2 killed during land mine clearance training in Cambodia

SIEM REAP, Cambodia (AP) — A land mine exploded accidently during clearance training at a military base in western Cambodia, killing two people, including an Australian, and injuring three others, police said.

National police said the explosion occurred Thursday in Kampong Speu province when a soldier who was being trained mishandled a decades-old land mine that had been removed from the ground. They said a 45-year-old Australian was killed and another 41-year-old Australian was wounded.

Police said one Cambodian soldier was killed and two others were injured.

Police initially said the Australians were training the soldiers, but the Defense Ministry said that was not the case.

Ministry spokesman General Chhum Socheat said Friday that the Australians went to the military base after being invited by Cambodian soldiers who were their friends. He said the mine exploded after one of the Australians “played with it.”

“We did not invite them to train our soldiers but they just visited their friends.

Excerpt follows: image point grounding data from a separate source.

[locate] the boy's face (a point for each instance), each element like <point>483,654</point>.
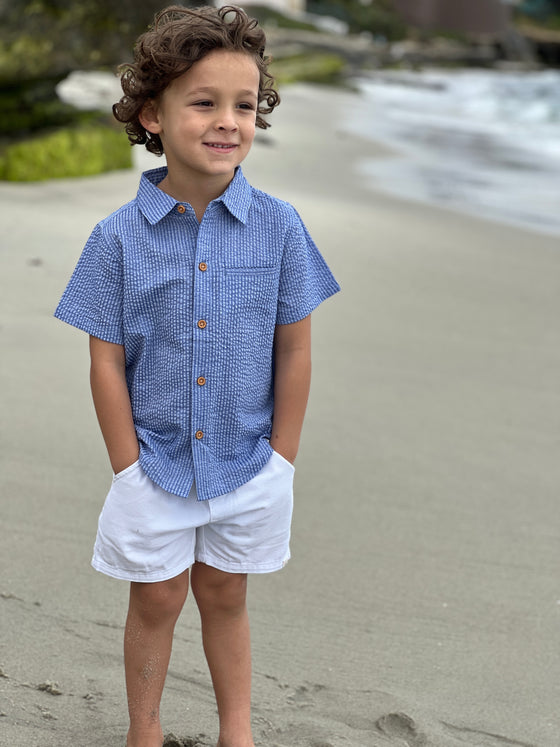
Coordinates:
<point>206,117</point>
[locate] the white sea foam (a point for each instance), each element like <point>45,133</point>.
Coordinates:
<point>480,141</point>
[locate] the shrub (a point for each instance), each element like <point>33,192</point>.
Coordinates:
<point>68,152</point>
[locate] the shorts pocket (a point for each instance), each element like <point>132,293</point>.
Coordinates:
<point>131,468</point>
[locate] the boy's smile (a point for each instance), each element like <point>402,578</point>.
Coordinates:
<point>206,122</point>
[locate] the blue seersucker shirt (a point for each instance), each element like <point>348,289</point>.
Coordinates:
<point>195,306</point>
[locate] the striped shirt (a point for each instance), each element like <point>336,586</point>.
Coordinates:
<point>195,306</point>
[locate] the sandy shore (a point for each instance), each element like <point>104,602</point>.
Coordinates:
<point>422,603</point>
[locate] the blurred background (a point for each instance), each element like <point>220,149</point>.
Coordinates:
<point>467,94</point>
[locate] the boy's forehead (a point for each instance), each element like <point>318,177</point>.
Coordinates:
<point>211,70</point>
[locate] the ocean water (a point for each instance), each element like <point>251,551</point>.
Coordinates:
<point>484,142</point>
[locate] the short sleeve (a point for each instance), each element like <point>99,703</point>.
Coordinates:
<point>305,279</point>
<point>93,299</point>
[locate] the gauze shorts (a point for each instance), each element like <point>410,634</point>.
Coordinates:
<point>147,534</point>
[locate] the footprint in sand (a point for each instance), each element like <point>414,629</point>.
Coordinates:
<point>401,726</point>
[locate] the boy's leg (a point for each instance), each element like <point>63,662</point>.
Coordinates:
<point>152,614</point>
<point>221,599</point>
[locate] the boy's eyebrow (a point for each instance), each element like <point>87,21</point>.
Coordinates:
<point>212,89</point>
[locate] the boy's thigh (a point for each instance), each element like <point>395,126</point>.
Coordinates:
<point>249,528</point>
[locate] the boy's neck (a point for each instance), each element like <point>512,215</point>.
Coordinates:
<point>198,194</point>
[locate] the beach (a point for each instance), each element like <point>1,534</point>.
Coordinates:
<point>421,605</point>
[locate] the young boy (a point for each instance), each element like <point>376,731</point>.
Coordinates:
<point>197,298</point>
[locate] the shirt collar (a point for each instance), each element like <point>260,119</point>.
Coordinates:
<point>156,204</point>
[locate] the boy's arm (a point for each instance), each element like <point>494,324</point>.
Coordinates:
<point>112,402</point>
<point>292,378</point>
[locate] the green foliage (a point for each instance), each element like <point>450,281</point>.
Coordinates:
<point>69,152</point>
<point>31,105</point>
<point>315,67</point>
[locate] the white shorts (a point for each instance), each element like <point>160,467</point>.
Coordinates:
<point>147,534</point>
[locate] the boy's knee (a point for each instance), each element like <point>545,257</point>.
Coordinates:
<point>159,601</point>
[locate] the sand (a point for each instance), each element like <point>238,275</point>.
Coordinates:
<point>422,603</point>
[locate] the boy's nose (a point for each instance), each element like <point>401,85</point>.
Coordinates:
<point>226,121</point>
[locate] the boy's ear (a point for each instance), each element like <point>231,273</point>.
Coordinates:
<point>149,118</point>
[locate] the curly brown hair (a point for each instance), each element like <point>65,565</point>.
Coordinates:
<point>178,38</point>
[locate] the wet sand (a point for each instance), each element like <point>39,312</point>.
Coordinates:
<point>421,605</point>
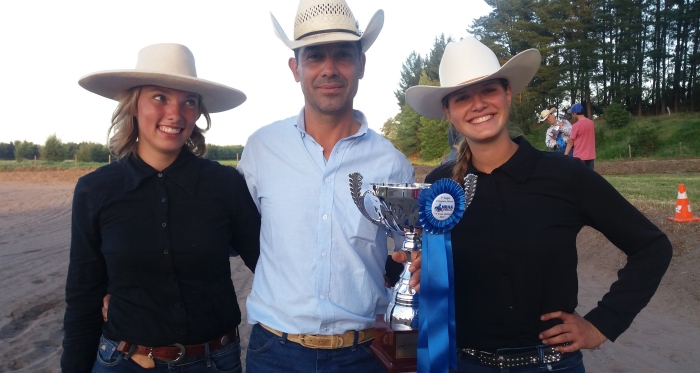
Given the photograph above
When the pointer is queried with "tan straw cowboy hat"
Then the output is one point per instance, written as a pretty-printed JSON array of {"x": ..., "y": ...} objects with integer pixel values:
[
  {"x": 469, "y": 62},
  {"x": 328, "y": 21},
  {"x": 166, "y": 65},
  {"x": 545, "y": 113}
]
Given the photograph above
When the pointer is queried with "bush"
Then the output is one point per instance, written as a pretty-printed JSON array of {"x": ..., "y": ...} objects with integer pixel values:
[
  {"x": 645, "y": 141},
  {"x": 53, "y": 150},
  {"x": 616, "y": 116},
  {"x": 92, "y": 152},
  {"x": 22, "y": 150},
  {"x": 433, "y": 138}
]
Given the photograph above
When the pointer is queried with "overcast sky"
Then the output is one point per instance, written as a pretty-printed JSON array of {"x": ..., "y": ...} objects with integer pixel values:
[{"x": 49, "y": 45}]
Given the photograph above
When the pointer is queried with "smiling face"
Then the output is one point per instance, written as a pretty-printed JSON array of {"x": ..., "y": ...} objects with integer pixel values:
[
  {"x": 166, "y": 118},
  {"x": 480, "y": 111},
  {"x": 329, "y": 75}
]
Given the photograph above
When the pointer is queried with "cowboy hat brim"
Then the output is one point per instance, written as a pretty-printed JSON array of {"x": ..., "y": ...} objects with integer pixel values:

But once they saw the mine, they picked it up and played with it before it exploded,” he said.

Some 60,000 Cambodians have been killed or wounded by mines since they were first deployed in large numbers in 1979, when the genocidal Khmer Rouge regime was ousted from power and began 18 years of guerrilla warfare.

Prime Minister Hun Sen said last year that land mines continue to kill or maim nearly 100 people per year, and the country needs more than $400 million in aid to remove all of them by 2025.

Cambodia has cleared about 1,500 square kilometers (580 square miles) of mines, but nearly 2,000 square kilometers (770 square miles) of land remains littered with the munitions, Hun Sen said.